Edit: ok, no, è davvero molto bello, ve lo consiglio se non l'avete ancora letto (ma come detto non è un libro facile, abbiate pazienza al'inizio).
L'uomo che rompeva tutto - In questo periodo sto rompendo tutto. Ho tre bici in dotazione (due mbk e una da corsa) e sono tutte tre rotte e tutte tre in vari modi. In una delle due mbk ho spaccato la sella: quando mi ci sono seduto sopra è letteralmente penetrata nel tubo che la sorregge squarciandolo, come se pesassi 3 quintali. Per fortuna in quel momento gli unici testimoni oculari dell'imbarazzante fatto erano alcuni fagiani, che ho tacitato con alcuni lombrichi e concedendomi carnalmente al capobranco. Nella bici da corsa ho cambiato entrambe le ruote perché erano forate. "Sono 44 euro" ha detto il meccanico, e poi vedendo la mia faccia afflitta ha aggiunto: "ma non preoccuparti, adesso con questi due palmer vai sicuro per un po' ". Quella sera ho forato a Coviolo, 3 km dopo la partenza da casa (è vero, non è una gag). Poi ho rotto la tendina di un velux e il mouse.
Foto - Oggi ho fatto questa fotografia neofuturista che ho chiamato "Cane che insegue uno in mountain bike", in onore dell'omonimo quadro di Prassitele. Poi ho ritratto questa "Rotoballa solitaria chiusa dietro un filo spinato", un'immagine che commuoverebbe anche un covone di fili di ferro. Poi ho fatto una foto più classica intitolata "Nuvole sugli Appennini" ma è venuta un po' scura; e nel solito laghetto di Corbelli ho fotografato una "Famigliola di germani reali che nuota via al mio arrivo" (secondo una denuncia presentata nel maggio scorso da Greenpeace all'Unione Europea sono il massimo rompitore di maroni di anatre di tutta l'Europa sudoccidentale).

16 agosto 2007

Rotoballe e covoni


Uno dei miei 155 progetti per diventare ricco ed affascinante è realizzare un volume illustrato monografico sulle rotoballe della provincia di Reggio. Le rotoballe sono quei mucchi di fieno rotondi e compatti che si vedono un po' ovunque in campagna, pigri ippopotamoni padani adagiati nel tepore dei campi.

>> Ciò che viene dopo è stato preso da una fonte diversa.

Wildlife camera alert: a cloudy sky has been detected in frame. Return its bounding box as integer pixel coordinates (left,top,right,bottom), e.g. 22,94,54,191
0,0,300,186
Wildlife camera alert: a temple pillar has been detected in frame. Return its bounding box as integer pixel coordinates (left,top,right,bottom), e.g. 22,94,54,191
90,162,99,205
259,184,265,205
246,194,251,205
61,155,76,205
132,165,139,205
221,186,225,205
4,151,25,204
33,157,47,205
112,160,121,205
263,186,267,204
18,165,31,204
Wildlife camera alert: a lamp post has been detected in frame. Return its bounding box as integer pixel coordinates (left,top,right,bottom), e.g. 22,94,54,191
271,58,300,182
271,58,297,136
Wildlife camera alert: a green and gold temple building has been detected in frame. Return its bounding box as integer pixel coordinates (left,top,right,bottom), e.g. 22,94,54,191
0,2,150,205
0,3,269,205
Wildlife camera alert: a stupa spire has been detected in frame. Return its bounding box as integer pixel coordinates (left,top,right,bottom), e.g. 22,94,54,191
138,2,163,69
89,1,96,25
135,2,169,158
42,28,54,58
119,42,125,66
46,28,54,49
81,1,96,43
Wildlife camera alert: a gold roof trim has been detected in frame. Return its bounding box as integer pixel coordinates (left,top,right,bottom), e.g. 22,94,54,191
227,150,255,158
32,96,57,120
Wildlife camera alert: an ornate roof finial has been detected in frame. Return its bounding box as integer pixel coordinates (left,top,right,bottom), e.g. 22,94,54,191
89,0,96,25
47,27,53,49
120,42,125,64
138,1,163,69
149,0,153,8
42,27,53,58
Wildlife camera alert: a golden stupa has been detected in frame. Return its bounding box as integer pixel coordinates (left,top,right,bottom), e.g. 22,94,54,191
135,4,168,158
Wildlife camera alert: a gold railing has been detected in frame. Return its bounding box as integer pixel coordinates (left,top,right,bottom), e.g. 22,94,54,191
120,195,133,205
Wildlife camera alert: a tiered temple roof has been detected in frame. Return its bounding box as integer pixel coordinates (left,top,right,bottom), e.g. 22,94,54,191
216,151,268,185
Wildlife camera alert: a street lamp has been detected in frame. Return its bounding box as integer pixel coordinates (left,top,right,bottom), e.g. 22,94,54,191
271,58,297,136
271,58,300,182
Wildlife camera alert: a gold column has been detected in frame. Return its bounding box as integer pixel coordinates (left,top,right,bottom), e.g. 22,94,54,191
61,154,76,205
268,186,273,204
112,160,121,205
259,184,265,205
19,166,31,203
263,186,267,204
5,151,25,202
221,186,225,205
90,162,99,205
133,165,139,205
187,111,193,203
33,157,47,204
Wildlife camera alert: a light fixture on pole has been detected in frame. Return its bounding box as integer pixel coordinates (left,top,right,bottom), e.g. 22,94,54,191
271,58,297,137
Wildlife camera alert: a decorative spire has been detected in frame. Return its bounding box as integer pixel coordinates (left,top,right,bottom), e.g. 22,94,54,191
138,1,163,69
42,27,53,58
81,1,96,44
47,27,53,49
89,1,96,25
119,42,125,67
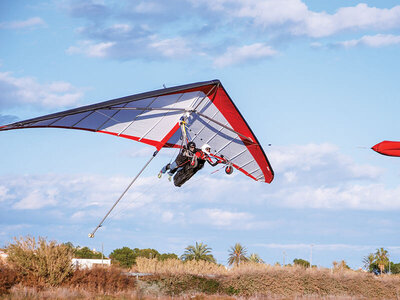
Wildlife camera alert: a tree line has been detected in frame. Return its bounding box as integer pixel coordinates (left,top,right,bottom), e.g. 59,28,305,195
65,242,400,275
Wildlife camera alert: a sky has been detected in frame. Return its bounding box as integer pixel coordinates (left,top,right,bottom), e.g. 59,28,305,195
0,0,400,269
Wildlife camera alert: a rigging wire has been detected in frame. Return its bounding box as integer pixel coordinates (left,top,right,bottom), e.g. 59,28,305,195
104,159,225,225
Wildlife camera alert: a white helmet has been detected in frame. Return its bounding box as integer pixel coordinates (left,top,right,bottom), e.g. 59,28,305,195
201,144,211,154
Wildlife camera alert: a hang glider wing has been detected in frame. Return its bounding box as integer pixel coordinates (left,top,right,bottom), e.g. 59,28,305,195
0,80,274,183
371,141,400,156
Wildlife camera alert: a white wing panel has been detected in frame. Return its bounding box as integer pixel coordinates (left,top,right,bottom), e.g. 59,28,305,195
52,111,91,127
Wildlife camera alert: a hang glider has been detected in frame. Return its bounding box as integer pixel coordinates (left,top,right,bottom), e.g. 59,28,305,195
0,80,274,237
371,141,400,156
0,80,274,183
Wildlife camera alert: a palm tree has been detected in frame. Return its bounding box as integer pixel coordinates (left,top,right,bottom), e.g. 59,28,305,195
249,253,264,264
374,248,389,274
181,242,216,263
363,253,375,272
228,243,248,267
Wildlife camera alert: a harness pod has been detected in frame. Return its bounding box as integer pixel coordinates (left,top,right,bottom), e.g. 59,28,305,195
0,80,274,237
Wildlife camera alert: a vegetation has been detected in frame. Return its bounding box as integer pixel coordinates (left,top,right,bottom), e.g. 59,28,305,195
228,243,249,267
110,247,136,268
363,248,390,274
6,236,73,286
181,242,216,263
293,258,310,268
0,237,400,299
249,253,264,264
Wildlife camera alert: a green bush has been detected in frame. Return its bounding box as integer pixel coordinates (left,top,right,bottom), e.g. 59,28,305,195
6,236,73,286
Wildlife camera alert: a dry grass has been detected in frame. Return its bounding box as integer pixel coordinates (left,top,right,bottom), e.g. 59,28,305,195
0,254,400,300
137,259,400,299
6,236,73,286
136,257,227,275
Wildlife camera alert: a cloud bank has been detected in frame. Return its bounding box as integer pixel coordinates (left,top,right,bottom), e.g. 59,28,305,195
65,0,400,68
0,72,83,109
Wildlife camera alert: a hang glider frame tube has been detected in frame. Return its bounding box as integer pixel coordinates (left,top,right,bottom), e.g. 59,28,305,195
89,150,158,238
107,107,256,144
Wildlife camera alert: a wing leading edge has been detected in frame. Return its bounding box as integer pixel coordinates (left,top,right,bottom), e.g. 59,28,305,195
0,80,274,183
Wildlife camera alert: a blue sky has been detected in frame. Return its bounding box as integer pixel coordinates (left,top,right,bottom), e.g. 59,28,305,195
0,0,400,268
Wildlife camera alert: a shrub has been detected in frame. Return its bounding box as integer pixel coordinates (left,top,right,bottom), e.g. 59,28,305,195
0,262,19,295
6,236,73,286
66,267,135,293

Il termine classico che li designa è "covoni"; secondo gli etimologi deriverebbe o dall'italiano "covo" (grande nascondiglio) o dal latino "clavus" (grande come il cavo delle braccia) oppure dall'illirico "kufo" (mucchio). Cioé in pratica hanno tirato un po' a casaccio come vuole il loro statuto internazionale. "Rotoballa" invece ha un significato ben più semplice ed immediato. C'è un quadro molto bello sui covoni che ho sempre pensato essere di Corot ma forse a torto, perché su google non ve n'è traccia. Molti pittori hanno ritratto covoni: Van Gogh, Monet e Pissarro, solo per citare quelli che ho trovato su google images. Quella del titolo è una delle tre foto "rotoballesche" che ho scattato finora, le prime tre del mio futuro libro. Secondo una recente ricerca dell'Eurispes i covoni di fieno e di erba medica sono al primo posto negli interessi dei lettori italiani ex aequo con le donne nude, perciò auspico una tiratura di almeno un milione e trecentomila copie per la prima edizione.
Una breve galleria di dipinti sui covoni: Monet, Pissarro, Monet, Monet, Guillaimin, anonimo di Chicago, Eve Saint Pic, J.M.Farmy e protocovoni in Bruegel, Bruegel.